We suggest to start with the simplest one, acoustic. The first time you run the command, the code gets generated. Instructions will be provided on screen explaining how to hack the generated code. Then, to test your hacking, just re-run the same command. The execution time will be displayed at the end of each run -- look for something along the lines of

Operator `Forward` run in 1.22 s

Where "Forward" is the name of the Operator. If interested in more performance metrics, such as the GFlops/s and GPoints/s performance, just run with the environment variable DEVITO_LOGGING=PERF.

Note: we have configured the VM such that Devito, by default, generates and compiles code with OpenMP GPU-offloading pragmas.
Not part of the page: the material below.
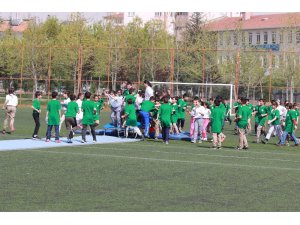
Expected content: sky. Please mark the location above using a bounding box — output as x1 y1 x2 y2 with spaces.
0 12 286 23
This is achieved through the following environment variables:

DEVITO_ARCH=clang
DEVITO_PLATFORM=nvidiaX

If one wants to:

Use a different backend compiler, for example pgcc; then set DEVITO_ARCH=pgcc and unset DEVITO_PLATFORM

Step 4: Push your work

To submit your work at the end of the hackathon, just run python push-files.py. And that's it!

Benchmarking:

Periodically we will:

check all forks for updates
- checkout your updated code;
- run the benchmarks on a dedicated V100;
- update league table [will provide a link to the league table as soon as it is ready].

Tips and hints

We suggest that you always have a terminal running nvtop and/or htop. This can help not only to monitor the GPU usage of your VM but to quickly kill (SIGKILL) an application that is inefficient and save your time.
Feel free to call the members of our team and ask for help if you consider any clarifications or more detailed explanation is needed.